I can go in to why I think story, creativity, and just pure entertainment are important, but that can be a whole post in itself. For this I want to talk about why I think many kids just plain dislike reading, and why I often find it hard to get myself immersed in a book.
Yes, maybe the technological arguments make sense. Phones, computers, internet, Facebook, whatever. I use these things a lot, but I really don’t see that as much of a problem, feeling connected is a good thing and something we all strive to feel. Time though, I would say is a big thing, especially with homework and assignments, I think we all know that feeling of not being able to do anything else if we feel that we have to be doing homework. Again, maybe you’ll call me a procrastinator, but I think it is good to do other things with one’s time than just studying and homework. When you have an exam, project, take home quiz, etc. you have to do. . . the other things you want are impossible to start. That is a big problem but I think the reason reading suffers comes down to something else, and that is an attitude.
We of course have an attitude about reading, and it goes much deeper than just thinking it is “nerdy”, because I personally wouldn’t care if it was nerdy. No, the attitudes run deeper than that, and I think reading is viewed as only a scholarly thing, as a chore, a boring thing that can be outdone by action movies.
Okay, maybe you attribute it to laziness, but I think that too, simplifies the problem. Maybe I don’t know the problem, but I think that how reading is taught in school can play a role. For instance, usually old books, with language one can hardly understand, are analyzed for allusions, metaphors, and author’s style, to a point where the beauty of the story is lost. The ins and outs of a character’s mind aren’t used to reflect on oneself, but merely a list to be memorized and used on a multiple choice question, or on an structured and formatted essay. Author’s purpose becomes a dirty thing, where the author is on one side or the other of a larger conflict presented in a story, and the thoughts in their heads are lost.

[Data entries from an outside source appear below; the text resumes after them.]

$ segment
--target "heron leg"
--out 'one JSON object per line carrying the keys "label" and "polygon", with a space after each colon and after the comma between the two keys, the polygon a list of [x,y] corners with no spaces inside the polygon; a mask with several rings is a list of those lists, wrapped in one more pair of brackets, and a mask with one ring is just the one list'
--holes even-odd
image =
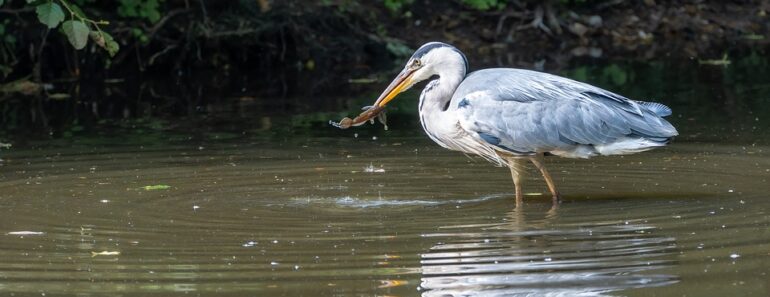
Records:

Of course this fallout many experience, or don’t have a chance to experience, with reading is part of the bigger complex problem. One of the things that should happen with reading has to be an end to the oversimplification in reading a story. We can’t read for only the sake of making obscure observations and passing the test, but read to entertain yourself, or to learn something. The deeper understanding of the story will come then.
Note: As you can tell all the problems I bring up in my posts can’t be attributed to any one thing and therefore can be seen as impossible to solve. But I disagree with that, we need solutions to these things that are overarching, change in policies, but also changes in attitudes and practices.